Run a pilot with a representative group (IT, leadership, remote workers) to test enrollment, helpdesk flow, and app compatibility. Track metrics: enrollment rate, failed logins, helpdesk tickets. Use phased enforcement: start by monitoring ("report-only") to discover issues, then enforce MFA for remote access and privileged accounts, then for all user logins. Provide clear user instructions for enrollment, register two authenticators per user (one primary, one backup), and issue hardware tokens to users who cannot use apps. Train helpdesk on verification and recovery procedures that conform to your policy (e.g., out-of-band identity verification before resetting MFA).

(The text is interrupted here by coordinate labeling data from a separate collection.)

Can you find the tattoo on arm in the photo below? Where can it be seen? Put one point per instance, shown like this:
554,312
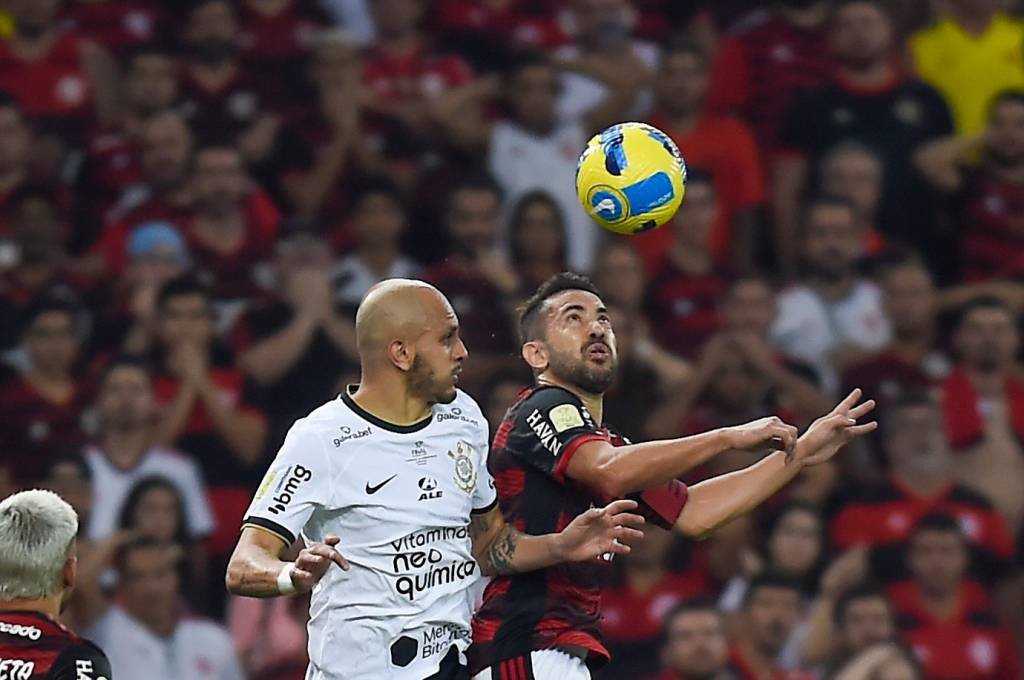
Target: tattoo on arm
502,551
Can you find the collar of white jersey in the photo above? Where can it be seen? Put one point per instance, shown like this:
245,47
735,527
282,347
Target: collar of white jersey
346,397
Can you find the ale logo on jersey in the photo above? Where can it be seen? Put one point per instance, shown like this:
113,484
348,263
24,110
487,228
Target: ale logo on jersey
294,477
465,471
428,489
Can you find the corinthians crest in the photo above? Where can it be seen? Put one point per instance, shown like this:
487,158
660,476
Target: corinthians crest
465,471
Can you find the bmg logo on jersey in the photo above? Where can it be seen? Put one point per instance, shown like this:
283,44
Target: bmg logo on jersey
294,477
428,486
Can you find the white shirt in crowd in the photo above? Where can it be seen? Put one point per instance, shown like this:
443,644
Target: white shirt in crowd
523,162
810,328
199,649
352,278
114,485
400,499
581,94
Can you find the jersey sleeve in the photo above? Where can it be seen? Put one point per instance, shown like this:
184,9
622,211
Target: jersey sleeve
296,483
82,661
549,428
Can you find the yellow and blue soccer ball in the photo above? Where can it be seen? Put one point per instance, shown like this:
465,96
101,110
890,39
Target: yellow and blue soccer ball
631,178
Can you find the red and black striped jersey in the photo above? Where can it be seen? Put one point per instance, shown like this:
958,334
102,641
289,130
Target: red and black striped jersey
559,606
33,646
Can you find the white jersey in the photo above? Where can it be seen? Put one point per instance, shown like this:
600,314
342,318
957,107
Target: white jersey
400,499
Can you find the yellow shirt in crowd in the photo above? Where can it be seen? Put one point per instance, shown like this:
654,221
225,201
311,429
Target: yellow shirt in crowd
969,71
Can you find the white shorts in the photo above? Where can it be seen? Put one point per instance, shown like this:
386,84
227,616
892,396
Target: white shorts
549,665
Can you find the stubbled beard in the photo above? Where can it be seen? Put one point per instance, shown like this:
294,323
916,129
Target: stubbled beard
577,371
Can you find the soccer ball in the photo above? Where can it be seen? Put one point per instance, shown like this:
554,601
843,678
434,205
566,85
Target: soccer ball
631,178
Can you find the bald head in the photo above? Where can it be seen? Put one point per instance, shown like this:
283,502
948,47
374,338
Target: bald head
397,309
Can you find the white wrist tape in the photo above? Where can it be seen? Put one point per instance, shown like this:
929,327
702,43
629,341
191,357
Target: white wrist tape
285,584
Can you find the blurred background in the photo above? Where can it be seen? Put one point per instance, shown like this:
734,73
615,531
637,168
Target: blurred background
195,196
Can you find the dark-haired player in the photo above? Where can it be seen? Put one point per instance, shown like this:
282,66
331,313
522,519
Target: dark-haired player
552,458
38,566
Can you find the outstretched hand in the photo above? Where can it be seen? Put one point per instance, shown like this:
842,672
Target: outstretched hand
314,560
830,432
600,530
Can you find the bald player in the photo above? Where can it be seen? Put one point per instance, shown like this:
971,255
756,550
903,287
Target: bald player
395,467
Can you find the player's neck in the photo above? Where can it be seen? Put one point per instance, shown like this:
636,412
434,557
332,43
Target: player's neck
49,606
392,404
594,402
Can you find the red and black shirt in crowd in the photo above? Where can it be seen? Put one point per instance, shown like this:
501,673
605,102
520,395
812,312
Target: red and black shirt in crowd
557,607
34,646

Small business examples and real-world scenarios

Example 1: A 25-person engineering firm uses Microsoft 365 and a site-to-site VPN. They deploy Azure AD, enable Conditional Access to require MFA for all cloud app access, integrate Duo for the VPN using RADIUS, and register platform authenticators and TOTP apps for users. Enrollment is done during a two-week window with a dedicated helpdesk hotline. Example 2: A subcontractor with an on-prem AD and SSH-accessible servers installs a PAM-based MFA solution for SSH, issues YubiKeys to executives and admins, and requires authenticator apps for other staff β€” documenting every step for the CMMC assessor.

Monitoring, logging, and maintenance

Logging is essential for compliance: collect authentication events (successful and failed) centrally in a SIEM (Splunk, Elastic, Azure Sentinel). Retain logs per contract requirements and your policy (commonly 1 year or as specified). Monitor for unusual patterns (multiple failed MFA attempts, new authenticator registrations) and configure alerting for high-risk events. Regularly audit enrolled authenticators, revoke lost device credentials immediately, and perform quarterly reviews of exception approvals. Keep software and firmware up to date for IdPs, VPNs, and MFA appliances to reduce vulnerabilities.

Risks of not implementing MFA and common pitfalls

Without MFA, a single compromised password can lead to data exfiltration, unauthorized system changes, loss of CUI, contract penalties, and reputational damage. Common pitfalls include: relying on SMS-only MFA, failing to protect emergency accounts, not covering legacy protocols (POP/IMAP/basic auth), and missing non-user access (service accounts) that must be secured via keys or certificates. Another frequent mistake is inadequate enrollment/recovery processes that either lock out users or allow weak social-engineering recovery.

In summary, implementing MFA to meet FAR 52.204-21 and CMMC 2.0 Level 1 controls is achievable for small businesses with a methodical approach: scope and policy first, choose phishing-resistant authenticators where possible, centralize authentication via an IdP, pilot and phase the rollout, instrument logging and alerting, and maintain documented procedures for enrollment and recovery. Taking these steps not only supports compliance but materially reduces the risk of credential compromise and unauthorized access.